DUAL listing remains the most viable option for local listed companies and the Zimbabwe Stock Exchange (ZSE) will not dump its plan to collaborate with other offshore bourses despite the 90-day moratorium on fungible stocks which is seen deterring investment, a top official has said.
By Melody Chikono
The ZSE was planning to collaborate other stock exchanges to enable local companies to raise foreign currency through dual listing in the face of deep-seated forex challenges before government introduced Statutory Instrument (SI) 142 which banned the use of the multi-currency system.
Through the instrument, the central bank went on to impose a 90-day moratorium on the disposal of dual listed securities or shares purchased by local and foreign investors on the ZSE to curb speculative tendencies and externalisation.
At the moment, the directive affects counters such as Old Mutual, Hippo, NMB, PPC, Hwange, Seed Co and Meikles.
The local bourse, which says it is not in total agreement with the government’s actions, is now courting the authorities to reach common ground.
ZSE CE Justin Bgoni told businessdigest this week that collaboration plans remain in place as the foreign currency situation remains unsolved.
“We understand where the government was coming from in terms of the SI 142. We do not wholly agree with their actions and we continue to engage them to raise our concerns and reach a common position. We will continue with our plans as companies in the country need foreign currency and dual listing still remains a viable option,” he said.
Over the last couple of months, the stock market has largely trekked northwards on the back of risk aversion as Zimbabwe’s inflation hit new post-dollarisation highs amid a weakening exchange rate with stocks providing a safe haven cushioning investors from a depreciating currency.

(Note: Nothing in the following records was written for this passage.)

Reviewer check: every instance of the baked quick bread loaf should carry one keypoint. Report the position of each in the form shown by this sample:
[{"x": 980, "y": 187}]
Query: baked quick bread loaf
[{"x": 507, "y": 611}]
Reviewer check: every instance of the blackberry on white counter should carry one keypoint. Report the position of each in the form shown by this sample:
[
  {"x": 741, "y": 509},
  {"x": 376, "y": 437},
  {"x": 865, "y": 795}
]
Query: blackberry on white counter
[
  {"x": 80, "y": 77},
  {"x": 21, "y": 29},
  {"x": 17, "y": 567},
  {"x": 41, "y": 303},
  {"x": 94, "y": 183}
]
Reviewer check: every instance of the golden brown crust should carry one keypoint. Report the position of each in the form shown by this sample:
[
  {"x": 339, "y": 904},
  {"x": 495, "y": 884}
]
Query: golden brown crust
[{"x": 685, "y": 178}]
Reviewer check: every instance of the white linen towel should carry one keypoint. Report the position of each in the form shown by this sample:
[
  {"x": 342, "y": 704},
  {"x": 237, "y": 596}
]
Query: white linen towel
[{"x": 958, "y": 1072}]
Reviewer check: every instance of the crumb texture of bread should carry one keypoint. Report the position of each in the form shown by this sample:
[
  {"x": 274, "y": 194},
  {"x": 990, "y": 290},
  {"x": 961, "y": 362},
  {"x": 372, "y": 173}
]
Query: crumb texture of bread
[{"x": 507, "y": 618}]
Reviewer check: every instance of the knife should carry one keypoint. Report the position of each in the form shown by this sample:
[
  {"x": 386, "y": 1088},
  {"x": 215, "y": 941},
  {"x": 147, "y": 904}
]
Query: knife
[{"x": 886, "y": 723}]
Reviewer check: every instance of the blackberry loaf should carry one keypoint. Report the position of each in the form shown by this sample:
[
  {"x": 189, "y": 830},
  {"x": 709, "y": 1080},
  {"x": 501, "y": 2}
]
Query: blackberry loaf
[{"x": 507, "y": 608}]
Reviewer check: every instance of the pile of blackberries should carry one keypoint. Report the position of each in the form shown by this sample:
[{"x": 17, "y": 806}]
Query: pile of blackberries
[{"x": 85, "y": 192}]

Strong investor appetite for Old Mutual and other fungible stocks has in the past aided the recovery of equities as foreigners sought to exit their positions in the local market, but the 90-day vesting period could have consequences.
In the face of the 90-day moratorium, appetite for fungible stocks is seen going down and Bgoni said this adds to the already existing problems on the bourse.
“Our initial thoughts are that this will reduce the appetite for fungible stocks and the attractiveness of the market in general and the trend to date after the introduction has been lower as expected. Part of it is the 90-day vesting period that has just kicked in and the other is the uncertainty brought in by the change,” he said.
Bgoni added that the ZSE ultimately wanted the interbank forex market to be the exit mechanism for foreign investors.
Before the introduction of SI 142, participation of foreigners on the bourse had declined in reaction to government’s policy inconsistencies, especially in relation to currency reforms.